Se apartó. Jadeaba. El vapor salía de su cuerpo, empañando sus gafas protectoras por completo. Su bata estaba manchada de fluidos claros y grasa, pero su alma estaba limpia, fregada con cloro espiritual. No había nadie en el pasillo. Solo el Códice abierto en la mesa, testigo mudo.
El Sastre miró el diagrama. Miró la carne. La simetría era absoluta. La traducción del papel a la carne había sido perfecta. No se había perdido nada en la interpretación. Cerró el cuaderno negro con un cuidado extremo, sus manos temblando ligeramente, no por miedo, sino ante la idea de haber fallado, aunque fuera por un milímetro, a la Mente que había concebido tal belleza. Esa Mente que nunca estaba presente físicamente, pero que lo veía todo a través de la perfección del trazo.

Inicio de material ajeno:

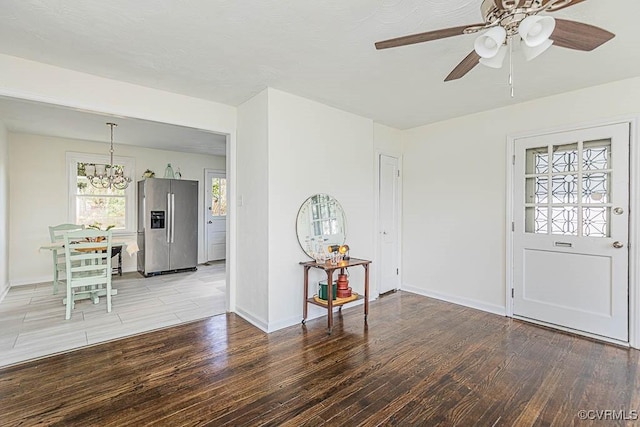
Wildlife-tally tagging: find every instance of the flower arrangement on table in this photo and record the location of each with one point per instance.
(98, 226)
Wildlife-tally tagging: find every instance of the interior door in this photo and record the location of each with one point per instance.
(216, 215)
(571, 204)
(388, 215)
(184, 224)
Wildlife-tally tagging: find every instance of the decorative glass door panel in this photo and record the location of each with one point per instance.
(571, 230)
(567, 189)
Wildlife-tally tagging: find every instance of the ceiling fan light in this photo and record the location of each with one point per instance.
(535, 30)
(533, 52)
(497, 60)
(488, 44)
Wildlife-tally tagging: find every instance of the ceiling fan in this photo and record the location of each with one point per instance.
(505, 22)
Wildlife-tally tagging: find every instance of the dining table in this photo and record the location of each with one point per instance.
(129, 245)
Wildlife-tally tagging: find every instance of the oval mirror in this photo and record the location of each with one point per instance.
(321, 222)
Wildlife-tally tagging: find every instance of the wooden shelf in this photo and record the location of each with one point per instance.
(335, 302)
(330, 269)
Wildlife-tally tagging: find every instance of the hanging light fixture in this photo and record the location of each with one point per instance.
(515, 19)
(115, 179)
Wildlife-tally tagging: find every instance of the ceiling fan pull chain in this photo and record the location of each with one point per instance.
(510, 42)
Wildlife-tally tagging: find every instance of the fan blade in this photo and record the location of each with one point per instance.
(570, 3)
(464, 67)
(579, 36)
(423, 37)
(510, 4)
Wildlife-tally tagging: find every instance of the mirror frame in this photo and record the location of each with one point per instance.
(310, 242)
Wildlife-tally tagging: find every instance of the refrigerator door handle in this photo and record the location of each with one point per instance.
(169, 217)
(173, 211)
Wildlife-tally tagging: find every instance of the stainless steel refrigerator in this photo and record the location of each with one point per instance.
(167, 226)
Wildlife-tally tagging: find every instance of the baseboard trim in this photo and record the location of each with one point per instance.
(31, 281)
(467, 302)
(5, 291)
(260, 324)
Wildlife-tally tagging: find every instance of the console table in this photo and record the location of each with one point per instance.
(329, 269)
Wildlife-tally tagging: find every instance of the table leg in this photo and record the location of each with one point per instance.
(366, 291)
(306, 294)
(330, 300)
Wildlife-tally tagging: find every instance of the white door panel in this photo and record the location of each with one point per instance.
(571, 203)
(389, 229)
(216, 224)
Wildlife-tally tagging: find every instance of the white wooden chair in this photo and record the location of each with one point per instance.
(56, 233)
(88, 266)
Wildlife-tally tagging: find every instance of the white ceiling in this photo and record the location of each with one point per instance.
(22, 116)
(229, 50)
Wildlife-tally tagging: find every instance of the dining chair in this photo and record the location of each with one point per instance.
(56, 233)
(88, 265)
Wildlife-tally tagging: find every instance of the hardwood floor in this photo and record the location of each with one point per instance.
(418, 362)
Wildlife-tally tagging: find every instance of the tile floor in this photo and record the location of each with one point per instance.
(32, 320)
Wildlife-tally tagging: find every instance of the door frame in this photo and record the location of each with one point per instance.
(634, 218)
(377, 239)
(205, 215)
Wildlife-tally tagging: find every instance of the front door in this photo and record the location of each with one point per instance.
(216, 214)
(571, 212)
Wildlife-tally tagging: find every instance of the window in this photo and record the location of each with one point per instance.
(568, 189)
(218, 197)
(103, 207)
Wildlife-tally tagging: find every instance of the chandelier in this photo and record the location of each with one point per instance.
(98, 176)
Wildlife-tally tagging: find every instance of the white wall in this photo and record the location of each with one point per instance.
(4, 211)
(39, 203)
(454, 186)
(314, 148)
(252, 190)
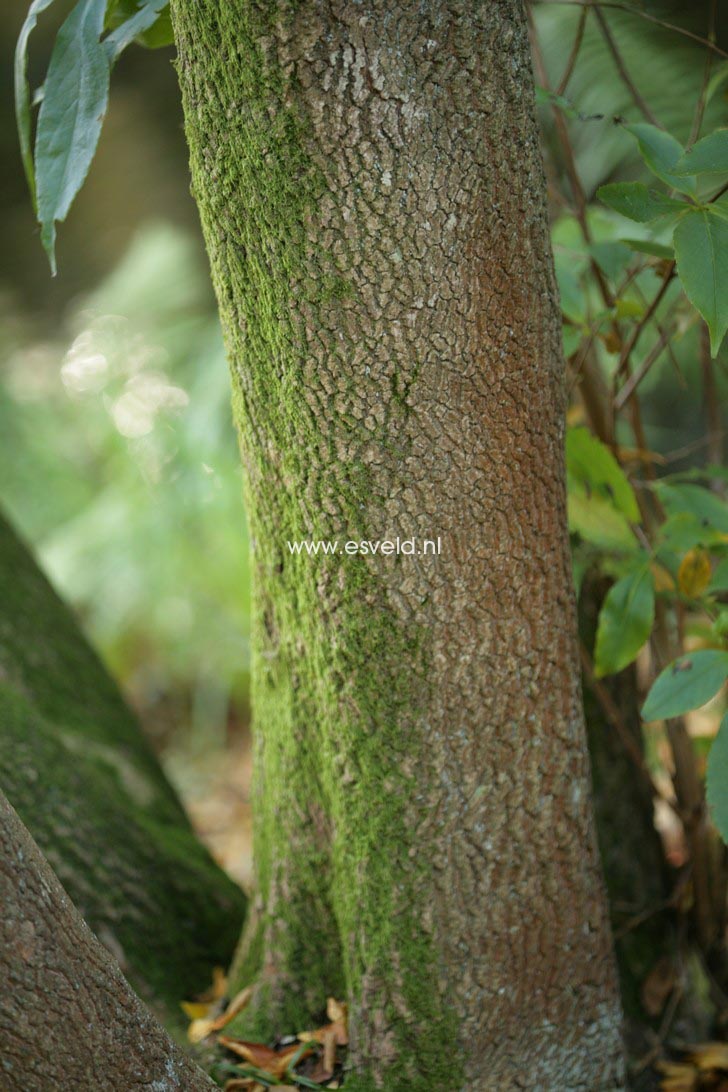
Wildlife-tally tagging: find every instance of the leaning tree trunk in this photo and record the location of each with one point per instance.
(79, 771)
(372, 197)
(69, 1020)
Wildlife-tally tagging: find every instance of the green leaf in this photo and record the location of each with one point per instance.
(649, 247)
(660, 151)
(716, 780)
(70, 120)
(625, 621)
(687, 684)
(601, 503)
(23, 92)
(708, 508)
(636, 202)
(708, 156)
(591, 462)
(717, 80)
(719, 579)
(683, 531)
(611, 258)
(132, 27)
(701, 251)
(546, 97)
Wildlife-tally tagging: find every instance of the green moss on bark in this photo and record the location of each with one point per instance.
(339, 897)
(75, 767)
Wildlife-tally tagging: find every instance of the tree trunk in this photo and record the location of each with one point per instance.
(68, 1018)
(372, 197)
(75, 766)
(637, 879)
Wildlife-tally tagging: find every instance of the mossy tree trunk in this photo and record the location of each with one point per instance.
(68, 1017)
(372, 197)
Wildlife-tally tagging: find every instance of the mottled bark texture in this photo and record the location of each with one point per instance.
(372, 197)
(75, 766)
(639, 882)
(69, 1020)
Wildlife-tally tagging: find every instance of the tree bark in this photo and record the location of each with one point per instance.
(372, 198)
(68, 1018)
(639, 883)
(74, 763)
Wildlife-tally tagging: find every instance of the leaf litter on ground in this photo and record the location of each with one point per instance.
(258, 1066)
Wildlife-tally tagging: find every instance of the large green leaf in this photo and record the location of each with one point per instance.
(625, 621)
(701, 251)
(717, 780)
(70, 120)
(589, 461)
(636, 202)
(708, 156)
(661, 152)
(687, 684)
(23, 92)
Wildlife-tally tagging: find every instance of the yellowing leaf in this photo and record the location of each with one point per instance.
(205, 1025)
(677, 1077)
(275, 1063)
(664, 581)
(337, 1030)
(711, 1056)
(195, 1010)
(694, 573)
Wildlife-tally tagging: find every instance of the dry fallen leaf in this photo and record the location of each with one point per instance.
(201, 1028)
(337, 1012)
(195, 1010)
(711, 1056)
(694, 572)
(275, 1063)
(677, 1077)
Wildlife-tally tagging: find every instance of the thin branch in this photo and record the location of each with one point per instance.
(636, 333)
(613, 715)
(576, 45)
(634, 380)
(700, 110)
(627, 79)
(642, 14)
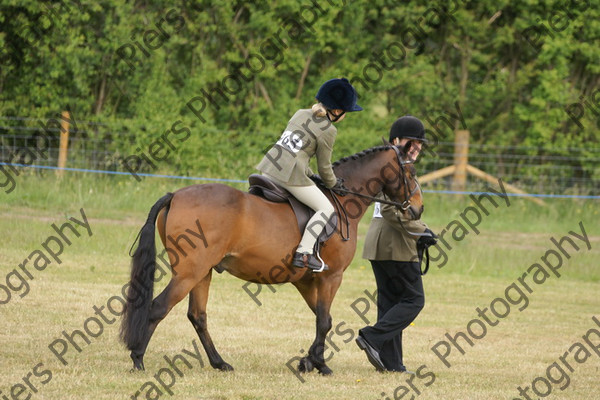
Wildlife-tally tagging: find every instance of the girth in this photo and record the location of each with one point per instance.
(263, 187)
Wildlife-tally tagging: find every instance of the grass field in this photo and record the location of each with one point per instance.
(542, 327)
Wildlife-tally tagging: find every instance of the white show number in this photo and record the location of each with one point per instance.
(290, 140)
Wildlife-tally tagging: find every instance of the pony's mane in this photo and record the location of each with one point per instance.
(361, 154)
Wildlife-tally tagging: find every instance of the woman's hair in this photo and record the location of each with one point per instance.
(319, 110)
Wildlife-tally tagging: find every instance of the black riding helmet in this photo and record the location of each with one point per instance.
(408, 127)
(338, 94)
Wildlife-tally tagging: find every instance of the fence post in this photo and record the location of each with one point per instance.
(461, 159)
(64, 143)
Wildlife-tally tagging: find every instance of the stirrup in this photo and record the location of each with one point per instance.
(308, 260)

—El Este está anclado —susurró a la oscuridad, dirigiéndose al vacío, sabiendo que el mensaje llegaría a través de las redes invisibles de la ciudad—. El Códice se ha hecho carne.
Guardó el cuaderno junto a su pecho, como un sacerdote guardando las sagradas escrituras antes del apocalipsis, recogió su kit metódicamente y se desvaneció en las sombras del mercado, dejando atrás el olor a cal, a cobre y a una divinidad terrible que acababa de despertar. El lienzo estaba listo. El crítico estaba por llegar.